FROM blog_stream_listeners
WHERE __time >= '2022-06-12' AND __time <= '2023-06-18'
and id = 'a5e6a1bf774242d49ce8f'
Query 2: A sample sketch query using window function
In this query, a LAG function is used to find the previous value of the sketch object listeners_sketch within the time window TIME_FLOOR(__time, ‘P1D’) across several country_code
SELECT
TIME_FLOOR(__time, 'P1D') as dayLvl
, country_code
, APPROX_COUNT_DISTINCT_DS_HLL("listeners_sketch", 18, 'HLL_4') as "value"
, LAG( ROUND(HLL_SKETCH_ESTIMATE(DS_HLL("listeners_sketch")), 0) ,1,0) over (PARTITION BY TIME_FLOOR(__time, 'P1D') order by TIME_FLOOR(__time, 'P1D')) as prevVal
FROM "blog_listeners"
where __time >= '2023-07-28' AND __time <= '2023-08-10'
AND "id" = '43e2fa4422a646a79f4e586a4203f510' AND "country_code" in ( 'IN', 'US', 'UK', 'AU', 'SW', 'FI')
GROUP BY 1,2
Result Set
“dayLvl”,”country_code”,”value”,”prevVal”
“2023-07-28T00:00:00.000Z”,”AU”,”12974″,”null”
“2023-07-28T00:00:00.000Z”,”FI”,”1534″,”12960″
“2023-07-28T00:00:00.000Z”,”IN”,”10426″,”1568″
“2023-07-28T00:00:00.000Z”,”US”,”212970″,”10471″
“2023-07-29T00:00:00.000Z”,”AU”,”6983″,”null”
“2023-07-29T00:00:00.000Z”,”FI”,”759″,”7006″
“2023-07-29T00:00:00.000Z”,”IN”,”5244″,”760″
“2023-07-29T00:00:00.000Z”,”US”,”127995″,”5341″
Query 3: A sample sketch query using window function…a bit more complex
In this query, multiple things are computed using window functions and sketches.

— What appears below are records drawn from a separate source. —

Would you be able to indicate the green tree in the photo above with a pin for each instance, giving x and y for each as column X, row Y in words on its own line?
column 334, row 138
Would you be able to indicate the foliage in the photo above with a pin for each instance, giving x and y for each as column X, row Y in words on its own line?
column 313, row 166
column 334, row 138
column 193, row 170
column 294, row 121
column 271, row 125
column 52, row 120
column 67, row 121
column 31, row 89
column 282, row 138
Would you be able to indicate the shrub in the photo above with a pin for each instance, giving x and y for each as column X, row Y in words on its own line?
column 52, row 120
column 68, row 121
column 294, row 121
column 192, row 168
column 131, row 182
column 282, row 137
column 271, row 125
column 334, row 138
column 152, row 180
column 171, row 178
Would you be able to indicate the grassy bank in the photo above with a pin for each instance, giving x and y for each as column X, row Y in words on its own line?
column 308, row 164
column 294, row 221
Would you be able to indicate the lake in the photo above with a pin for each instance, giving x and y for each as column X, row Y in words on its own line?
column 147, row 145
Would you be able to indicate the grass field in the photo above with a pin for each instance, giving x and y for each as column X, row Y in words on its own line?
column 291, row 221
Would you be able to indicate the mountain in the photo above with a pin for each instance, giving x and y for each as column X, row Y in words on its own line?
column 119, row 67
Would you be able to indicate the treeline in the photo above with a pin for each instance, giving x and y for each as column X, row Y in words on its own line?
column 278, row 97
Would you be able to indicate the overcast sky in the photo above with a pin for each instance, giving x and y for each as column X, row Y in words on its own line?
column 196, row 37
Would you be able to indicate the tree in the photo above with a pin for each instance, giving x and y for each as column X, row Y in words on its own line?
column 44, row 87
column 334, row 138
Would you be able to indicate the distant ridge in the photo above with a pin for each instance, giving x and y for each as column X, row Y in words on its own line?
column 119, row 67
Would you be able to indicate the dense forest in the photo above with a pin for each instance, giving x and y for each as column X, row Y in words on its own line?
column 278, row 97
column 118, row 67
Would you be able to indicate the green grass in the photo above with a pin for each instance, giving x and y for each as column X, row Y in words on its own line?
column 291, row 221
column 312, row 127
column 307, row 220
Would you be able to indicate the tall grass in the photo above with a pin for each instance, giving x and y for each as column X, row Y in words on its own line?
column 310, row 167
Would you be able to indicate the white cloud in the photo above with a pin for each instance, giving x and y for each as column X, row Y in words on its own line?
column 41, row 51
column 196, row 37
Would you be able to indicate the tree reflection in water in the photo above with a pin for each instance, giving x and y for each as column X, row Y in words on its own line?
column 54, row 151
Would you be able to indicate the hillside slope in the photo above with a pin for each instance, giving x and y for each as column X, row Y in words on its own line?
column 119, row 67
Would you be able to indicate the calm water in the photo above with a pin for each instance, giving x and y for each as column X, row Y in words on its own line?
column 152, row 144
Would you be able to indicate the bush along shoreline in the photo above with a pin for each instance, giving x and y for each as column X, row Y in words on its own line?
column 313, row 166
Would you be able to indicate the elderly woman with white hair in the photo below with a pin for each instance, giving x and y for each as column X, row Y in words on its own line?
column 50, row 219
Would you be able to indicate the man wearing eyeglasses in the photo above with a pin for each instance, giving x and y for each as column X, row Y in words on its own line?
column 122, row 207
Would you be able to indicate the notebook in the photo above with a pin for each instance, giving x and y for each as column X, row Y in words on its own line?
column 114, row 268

Value using HLL_SKETCH_ESTIMATE for the blog id for a time interval of 1 week. More interestingly, cumulative value, cumeVal and unique cumulative value, cumeUniqueVal is computed as well, partitioned by country_code and ordered by day level, dayLvl.
SELECT
TIME_FLOOR(__time, 'P1D') as dayLvl
, country_code
, ROUND(HLL_SKETCH_ESTIMATE(DS_HLL("listeners_sketch", 18, 'HLL_4')), 0) as "value"
, Round (HLL_SKETCH_ESTIMATE(DS_HLL(DS_HLL("listeners_sketch", 18, 'HLL_4'), 18, 'HLL_4') OVER (PARTITION BY country_code ORDER BY TIME_FLOOR(__time, 'P1D'))),0) as cumeUniqueVal
, Sum(APPROX_COUNT_DISTINCT_DS_HLL("listeners_sketch", 18, 'HLL_4')) OVER (PARTITION BY country_code order by TIME_FLOOR(__time, 'P1D')) as cumeVal
FROM "blog_listeners"
WHERE __time >= '2023-08-02' AND __time <= '2023-08-11'
AND "id" = '0003cb24683a448a8f6fe0a0573857cd' AND "country_code" IN ('IN')
GROUP BY 1,2
ResultSet
“dayLvl”,”country_code”,”value”,”cumeUniqueVal”,”cumeVal”
“2023-08-02T00:00:00.000Z”,”IN”,”492″,”492″,”492″
“2023-08-03T00:00:00.000Z”,”IN”,”452″,”895″,”944″
“2023-08-04T00:00:00.000Z”,”IN”,”488″,”1306″,”1432″
“2023-08-05T00:00:00.000Z”,”IN”,”413″,”1630″,”1845″
“2023-08-06T00:00:00.000Z”,”IN”,”407″,”1931″,”2252″
“2023-08-07T00:00:00.000Z”,”IN”,”369″,”2198″,”2621″
“2023-08-08T00:00:00.000Z”,”IN”,”359″,”2438″,”2980″
“2023-08-09T00:00:00.000Z”,”IN”,”379″,”2680″,”3359″
“2023-08-10T00:00:00.000Z”,”IN”,”313″,”2873″,”3672″
“2023-08-11T00:00:00.000Z”,”IN”,”260″,”3032″,”3932″
Conclusion
When used alongside data sketches, window functions are powerful tools that require careful guard rails in order to compute complex real world use cases in the real-time data analytics space. Because it provides subsecond results leveraging approximations, the use of window functions justifies the price for performance quotient—with only a tiny compromise in accuracy.